Piwo czy dziewczyna? Trudny wybór, bo w letnie upały i gorące noce można uschnąć zarówno bez piwa, jak i smakowitych widoków kobiecego ciała, które o tej porze roku jest niemal w całości odsłonięte. Do podjęcia tej iście męskiej decyzji zostali jednak zmuszeni Rosjanie!
Współzawodnictwo między fankami prezydenta Miedwiediewa a gorącymi zwolenniczkami premiera Putina zaostrza się, czego wynikiem jest coraz większa ilość różnego rodzaju akcji i happeningów. Nie tak dawno grupa dziewczyn w bikini zaoferowała się umyć wszystkie samochody rosyjskiej produkcji, jakie przyjadą w wyznaczone przez nich miejsce na Worobiowych Górach w Moskwie - chodzi, rzecz jasna, o wspieranie rodzimej produkcji. Fanki prezydenta Miedwiediewa z grupy "Medvedev girls" na popularnym rosyjskim portalu społecznościowym nie chcą pozostawać w tyle i zorganizowały własną akcję, która przykuła uwagę mężczyzn.
Młode i ponętne "Dziewczyny Miedwiediewa" w ramach popularyzacji antyalkoholowej kampanii prezydenta (konkretnie zakaz spożywania piwa w miejscach publicznych) postanowiły rozebrać się "za piwo". Dosłownie.

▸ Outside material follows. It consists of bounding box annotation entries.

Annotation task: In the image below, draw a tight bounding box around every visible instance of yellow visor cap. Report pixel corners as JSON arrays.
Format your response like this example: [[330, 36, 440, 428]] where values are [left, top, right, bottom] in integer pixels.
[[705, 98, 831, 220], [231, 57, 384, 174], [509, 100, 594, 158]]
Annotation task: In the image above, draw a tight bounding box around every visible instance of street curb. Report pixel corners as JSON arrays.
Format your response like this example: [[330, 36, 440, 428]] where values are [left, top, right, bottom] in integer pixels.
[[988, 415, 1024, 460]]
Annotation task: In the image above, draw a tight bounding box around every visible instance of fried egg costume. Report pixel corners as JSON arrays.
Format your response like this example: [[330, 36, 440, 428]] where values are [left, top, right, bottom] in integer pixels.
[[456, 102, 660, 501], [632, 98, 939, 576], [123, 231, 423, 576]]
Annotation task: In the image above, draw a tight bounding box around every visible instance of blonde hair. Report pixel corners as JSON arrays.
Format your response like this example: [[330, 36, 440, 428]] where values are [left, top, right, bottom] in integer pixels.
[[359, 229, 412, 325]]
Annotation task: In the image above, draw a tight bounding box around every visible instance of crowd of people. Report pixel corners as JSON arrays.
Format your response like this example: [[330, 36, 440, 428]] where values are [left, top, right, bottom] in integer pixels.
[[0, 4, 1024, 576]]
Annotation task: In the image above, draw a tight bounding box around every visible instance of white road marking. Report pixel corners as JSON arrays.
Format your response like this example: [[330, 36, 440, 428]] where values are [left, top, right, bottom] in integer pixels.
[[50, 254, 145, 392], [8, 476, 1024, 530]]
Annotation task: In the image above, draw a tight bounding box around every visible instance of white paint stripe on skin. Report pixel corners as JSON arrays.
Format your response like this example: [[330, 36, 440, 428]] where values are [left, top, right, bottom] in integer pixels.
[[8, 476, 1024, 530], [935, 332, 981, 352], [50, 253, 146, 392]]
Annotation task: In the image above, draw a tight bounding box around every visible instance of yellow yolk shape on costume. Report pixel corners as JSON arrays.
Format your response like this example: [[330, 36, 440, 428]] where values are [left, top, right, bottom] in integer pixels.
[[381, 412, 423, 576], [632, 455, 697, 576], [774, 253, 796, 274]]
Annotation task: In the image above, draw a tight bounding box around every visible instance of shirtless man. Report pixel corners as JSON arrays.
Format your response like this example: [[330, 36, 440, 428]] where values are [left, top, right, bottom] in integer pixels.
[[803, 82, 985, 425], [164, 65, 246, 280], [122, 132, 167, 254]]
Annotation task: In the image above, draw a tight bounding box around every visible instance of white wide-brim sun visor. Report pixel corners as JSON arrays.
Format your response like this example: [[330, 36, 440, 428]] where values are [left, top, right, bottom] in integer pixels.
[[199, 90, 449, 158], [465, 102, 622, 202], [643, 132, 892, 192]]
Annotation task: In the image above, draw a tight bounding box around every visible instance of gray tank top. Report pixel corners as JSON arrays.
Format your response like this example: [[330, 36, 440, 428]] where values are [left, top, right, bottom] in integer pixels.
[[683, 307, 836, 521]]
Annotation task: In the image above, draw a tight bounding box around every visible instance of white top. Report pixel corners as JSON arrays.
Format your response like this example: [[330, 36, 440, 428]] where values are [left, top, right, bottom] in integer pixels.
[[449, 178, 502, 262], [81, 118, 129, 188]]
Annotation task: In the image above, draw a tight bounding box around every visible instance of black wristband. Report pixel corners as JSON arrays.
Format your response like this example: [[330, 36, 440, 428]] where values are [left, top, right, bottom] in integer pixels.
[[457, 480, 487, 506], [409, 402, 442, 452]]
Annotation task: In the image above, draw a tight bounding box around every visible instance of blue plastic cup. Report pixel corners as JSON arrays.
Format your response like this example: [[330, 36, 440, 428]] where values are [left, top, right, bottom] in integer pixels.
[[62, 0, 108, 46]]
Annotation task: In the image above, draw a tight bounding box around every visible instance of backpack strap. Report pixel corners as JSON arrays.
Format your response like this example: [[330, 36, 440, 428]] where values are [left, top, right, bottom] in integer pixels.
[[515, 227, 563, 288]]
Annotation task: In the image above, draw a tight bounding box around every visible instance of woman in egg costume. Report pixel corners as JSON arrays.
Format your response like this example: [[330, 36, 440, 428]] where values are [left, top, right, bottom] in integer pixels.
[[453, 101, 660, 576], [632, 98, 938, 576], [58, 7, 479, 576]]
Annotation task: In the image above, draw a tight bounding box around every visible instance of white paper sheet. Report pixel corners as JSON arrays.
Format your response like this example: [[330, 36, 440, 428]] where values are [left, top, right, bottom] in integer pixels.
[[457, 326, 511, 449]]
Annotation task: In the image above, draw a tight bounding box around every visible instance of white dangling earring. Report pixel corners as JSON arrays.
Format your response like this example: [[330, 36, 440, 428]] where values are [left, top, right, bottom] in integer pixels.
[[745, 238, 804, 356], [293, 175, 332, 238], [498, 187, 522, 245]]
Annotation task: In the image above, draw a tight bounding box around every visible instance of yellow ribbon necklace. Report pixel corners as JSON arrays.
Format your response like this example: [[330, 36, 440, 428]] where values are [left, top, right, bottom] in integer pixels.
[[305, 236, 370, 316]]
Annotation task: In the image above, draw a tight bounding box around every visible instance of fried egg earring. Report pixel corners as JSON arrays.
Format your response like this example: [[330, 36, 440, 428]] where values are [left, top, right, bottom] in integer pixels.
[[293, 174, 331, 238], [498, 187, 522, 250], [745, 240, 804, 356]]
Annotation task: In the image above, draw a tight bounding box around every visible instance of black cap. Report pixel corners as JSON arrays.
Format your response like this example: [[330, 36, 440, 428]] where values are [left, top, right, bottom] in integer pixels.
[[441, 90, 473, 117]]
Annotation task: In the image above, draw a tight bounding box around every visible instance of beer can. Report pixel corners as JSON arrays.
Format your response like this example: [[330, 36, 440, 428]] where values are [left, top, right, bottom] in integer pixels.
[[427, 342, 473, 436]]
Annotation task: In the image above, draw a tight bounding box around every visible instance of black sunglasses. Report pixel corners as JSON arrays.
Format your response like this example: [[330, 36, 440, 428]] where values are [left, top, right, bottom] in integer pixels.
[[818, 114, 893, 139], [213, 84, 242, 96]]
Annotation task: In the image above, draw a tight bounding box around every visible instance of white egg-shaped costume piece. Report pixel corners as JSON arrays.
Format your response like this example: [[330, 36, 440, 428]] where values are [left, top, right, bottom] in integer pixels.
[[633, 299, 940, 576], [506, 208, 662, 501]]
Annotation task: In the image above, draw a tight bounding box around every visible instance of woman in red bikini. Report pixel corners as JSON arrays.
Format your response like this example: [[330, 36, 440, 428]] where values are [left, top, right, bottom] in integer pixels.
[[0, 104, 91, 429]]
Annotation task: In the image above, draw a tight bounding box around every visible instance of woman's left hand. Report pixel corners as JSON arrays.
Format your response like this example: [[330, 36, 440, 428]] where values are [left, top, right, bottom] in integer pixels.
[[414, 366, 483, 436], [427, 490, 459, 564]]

Panie zachęcały przechodzących przez Skwer Nowopuszkiński mężczyzn, żeby zamiast wlewać piwo do swoich gardeł, siedząc na ławce, wlali go do specjalnych wiader, które ustawiły przed sobą. Nagrodą - oczywiście za odpowiednią ilość złocistego trunku - był striptiz.
I tak za 3 litry piwa w wiaderku fanki Miedwiediewa zdejmowały szorty, a za 6 litrów - koszulkę, pozostając jedynie w kusym bikini. Pozostałe uczestniczki akcji miały na sobie T- shirty reklamujące całą akcję z napisem "Wybieraj! Piwo czy my?".
Nawet najbardziej piwosze ulegli urokowi odważnych aktywistek - i choć dopili już napoczęte puszki, specjalnie poszli po kolejną partię tylko po to, by wlać ich zawartość do wiaderek i cieszyć oczy obiecaną nagrodą.
"Wspieramy wszystkie przedsięwzięcia prezydenta, również prawo dotyczące alkoholu. To wspaniały mężczyzna i słuszny polityk. Myślę, że wszystkim podobają się tacy jak on" - tłumaczy jedna z fanek rosyjskiego prezydenta.
Czy taka i podobne akcje antyalkoholowe mają sens i przyniosą oczekiwany skutek? W Rosji teoretycznie obowiązuje zakaz spożywania alkoholu w większości miejsc publicznych. Z tym, że piwo nie jest uznawane za alkohol i ludzi popijających ten trunek można spotkać wszędzie i o każdej porze dnia i roku - nawet w zimowy poranek.